Participants coming from Banja Luka, Durrës, Novi Pazar, Podgorica, Pristina, Sarajevo, Skopje and Tirana also visited the Hiroshima Peace Memorial Museum where they followed horrific images of the atomic bomb attack encountered with a lady who was few years old during the bombing. The ways in which Japanese people have been dealing with the very turbulent past, whose scars were born by generations, were found remarkable by the participants who inevitably led to comparisons on how war crimes are addressed in the region where the participants come from.
“The Hiroshima Peace Memorial Museum provided some very good evidence of how war is never a solution. This is a lesson for governments to finally start and consider sustainable global development as a travel-buddy of universal human rights. It is also a lesson for each and every person to see examples such as from Japanese people who have recovered so fast from the war, thus fighting hatred with love,” one of the exchange participants from Albania Ms Silvana Rusi said.
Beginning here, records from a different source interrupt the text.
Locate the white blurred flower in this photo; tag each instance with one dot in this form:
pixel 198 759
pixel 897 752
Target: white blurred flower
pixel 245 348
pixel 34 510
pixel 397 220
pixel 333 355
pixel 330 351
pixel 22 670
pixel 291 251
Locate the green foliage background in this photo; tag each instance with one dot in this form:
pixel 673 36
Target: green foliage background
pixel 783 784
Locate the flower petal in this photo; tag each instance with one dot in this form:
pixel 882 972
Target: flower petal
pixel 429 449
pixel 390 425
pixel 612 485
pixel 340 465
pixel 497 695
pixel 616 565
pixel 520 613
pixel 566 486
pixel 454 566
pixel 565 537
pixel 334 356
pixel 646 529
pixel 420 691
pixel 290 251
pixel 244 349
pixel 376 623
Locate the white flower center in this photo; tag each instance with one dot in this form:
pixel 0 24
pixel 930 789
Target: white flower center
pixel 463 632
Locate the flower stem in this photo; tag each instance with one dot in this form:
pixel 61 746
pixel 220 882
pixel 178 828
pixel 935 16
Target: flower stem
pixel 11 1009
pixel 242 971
Followed with two-day stays with Japanese families in Hiroshima district, participants enjoyed understanding the ways in which remembrance and forward-looking attitudes are intertwined in Japan. With some help from technology, non-verbal communication, and extraordinary hospitality, the language and age barriers were overcome. The two eventful days ended with emotional goodbyes.
“Books can be written about our stay with a Japanese family, the wonderful Hideko-Ogawa family and three of us – Albanian, Bosnian and Serbian – as their guests from Europe. Although our host family did not speak English, we understood each other. We were laughing, playing the piano, picking apples, singing our songs. On our way back to Tokyo, our host-grandma cried a lot. This 90-year-old survivor of Hiroshima reminded me of my Bosnian grandma. This home-stay was the best part of the program,” one of the exchange participants from Bosnia and Herzegovina Mr Edin Kanlić highlighted.
At the very end of the visit, the students presented their action plans on how they will share information on their stay in the cities where they come from in the three months to come. Those who join these sessions will get a glimpse of this moving experience.
As of January 2018, MOFA of Japan started the Western Balkans Cooperation Initiative aiming to support socio-economic reforms and facilitate ethnic reconciliation by promoting cooperation in the region. The exchange is part of the MIRAI Program, undertaken by the MOFA of Japan to promote Japanese culture in Europe.